It’s ‘back to school’ time and a loud collective sigh can be heard among all those brave mothers, myself included, who have survived the UAE summer sauna despite the garden and beach being off-limits and Fun City ceasing to live up to its name after the 90th visit.
But while school comes as a welcome relief by the time September rolls around, for those sending their little ones off for the first time, let me warn you that being the parent of a school-age child has its own fair share of anxieties – not least a whole new set of people to judge you. Up until now you’ve been getting away with sitting them in front of CBeebies for hours on end, feeding them nothing but Petit-Filous and crackers, with an interactive song about body parts on the Tweenies being the only educational thing they’ve encountered all day. Then they start school and suddenly you find yourself in a daunting world of competitive parenting, uniforms and packed lunches where everybody has an opinion on the curriculum.
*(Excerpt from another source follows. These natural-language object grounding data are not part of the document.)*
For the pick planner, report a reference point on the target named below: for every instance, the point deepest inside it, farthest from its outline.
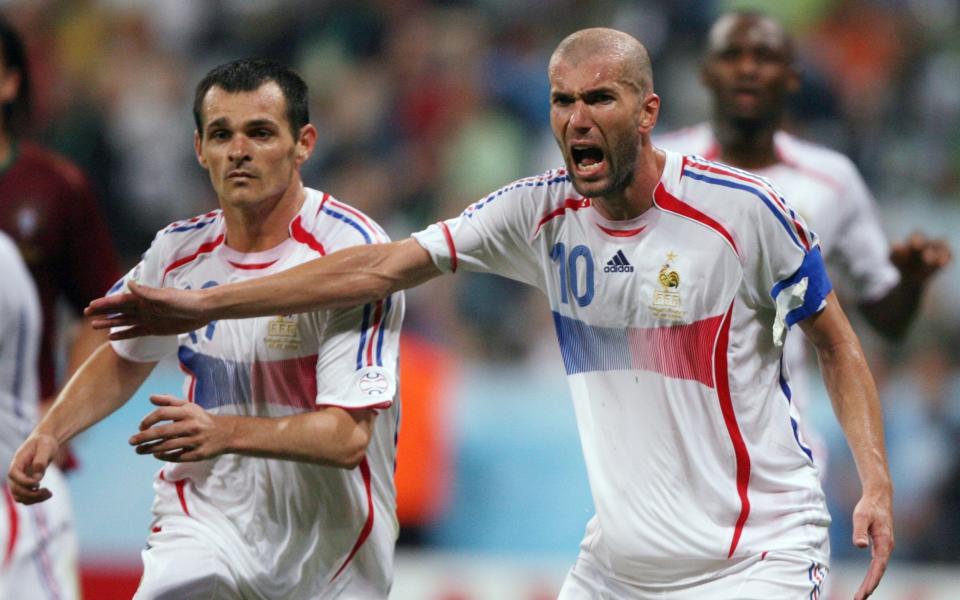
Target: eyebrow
(223, 122)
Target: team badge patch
(618, 264)
(373, 384)
(283, 333)
(667, 303)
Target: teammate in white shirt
(38, 546)
(280, 482)
(672, 281)
(750, 71)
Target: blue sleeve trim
(818, 286)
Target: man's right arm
(349, 277)
(98, 388)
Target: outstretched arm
(349, 277)
(918, 259)
(178, 431)
(857, 406)
(103, 384)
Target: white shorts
(38, 545)
(181, 563)
(780, 575)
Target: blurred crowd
(424, 106)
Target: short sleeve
(784, 266)
(149, 271)
(493, 235)
(862, 252)
(358, 357)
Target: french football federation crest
(667, 303)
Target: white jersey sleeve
(149, 271)
(357, 361)
(862, 251)
(494, 234)
(783, 256)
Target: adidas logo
(618, 264)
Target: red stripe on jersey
(305, 237)
(722, 379)
(288, 382)
(377, 316)
(764, 188)
(621, 232)
(180, 493)
(666, 201)
(250, 266)
(450, 246)
(679, 351)
(204, 248)
(377, 406)
(568, 204)
(368, 525)
(370, 226)
(14, 526)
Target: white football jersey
(19, 344)
(290, 529)
(670, 327)
(826, 189)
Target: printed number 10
(569, 273)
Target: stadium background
(422, 107)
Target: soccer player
(750, 71)
(49, 209)
(38, 549)
(673, 281)
(280, 474)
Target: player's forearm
(85, 342)
(349, 277)
(857, 406)
(99, 387)
(323, 437)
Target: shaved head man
(672, 282)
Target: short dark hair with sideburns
(247, 75)
(16, 113)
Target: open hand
(179, 431)
(918, 257)
(148, 311)
(28, 467)
(873, 527)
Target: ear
(794, 79)
(9, 86)
(306, 142)
(197, 146)
(650, 110)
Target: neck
(637, 197)
(748, 147)
(265, 224)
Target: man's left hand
(179, 431)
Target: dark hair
(247, 75)
(16, 113)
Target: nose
(239, 149)
(580, 118)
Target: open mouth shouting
(588, 160)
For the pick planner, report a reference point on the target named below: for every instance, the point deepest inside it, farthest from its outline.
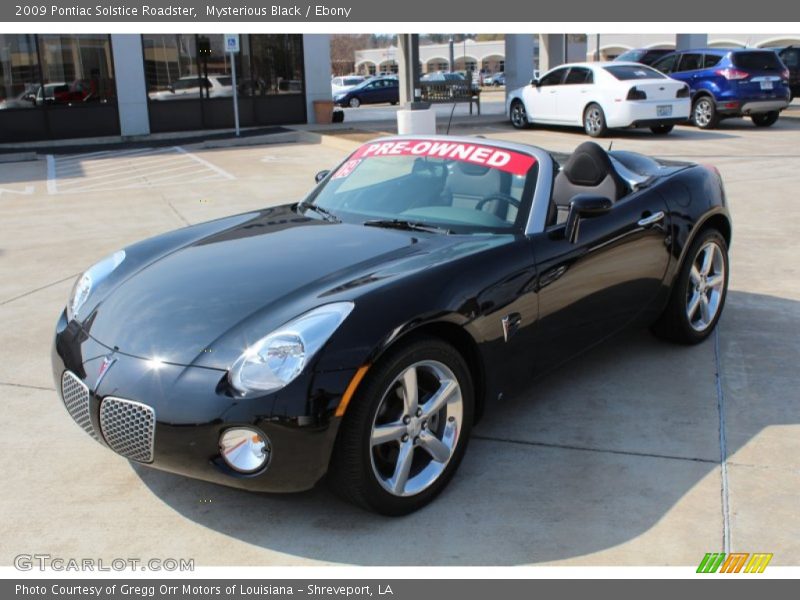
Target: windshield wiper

Since my kids have little interest in consuming anything other than flavoured milk, I tend to prepare their packed lunch with the teacher in mind rather than the child, hoping to win brownie points for including fresh fruit and wholemeal bread.
Also, lateness is frowned upon, which is problematic for me since I suffer with terminal tardiness. My children are so used to arriving to find an empty playground they think something is wrong if other cars are around when we pull up in front of school in the morning.
Then there is homework. Getting them to finish it is an exercise in patience and vigilance on my part, otherwise they’ll wander off to watch something on Cartoon Network. And in the long term I realise that I’m not helping matters by doing it for them, scribbling away with my left hand while they slurp disinterestedly at their Cheerio’s.
Of course much depends on the teacher. Some are scarier than others. My son was blessed with an absolute gem last year who actually texted me reminders whenever there was an unsigned note to return or money to be sent in. But there are of course the other type of teachers who will approach you at the end of the day, tight-lipped and with a gravity reserved for an undertaker, to inform you that your five-year-olds’ reading book hasn’t been signed for two days running. Yes, going back to school is a big responsibility for all concerned, but after two months of Edutainment centres and kids’ TV, I’m definitely ready for the challenge.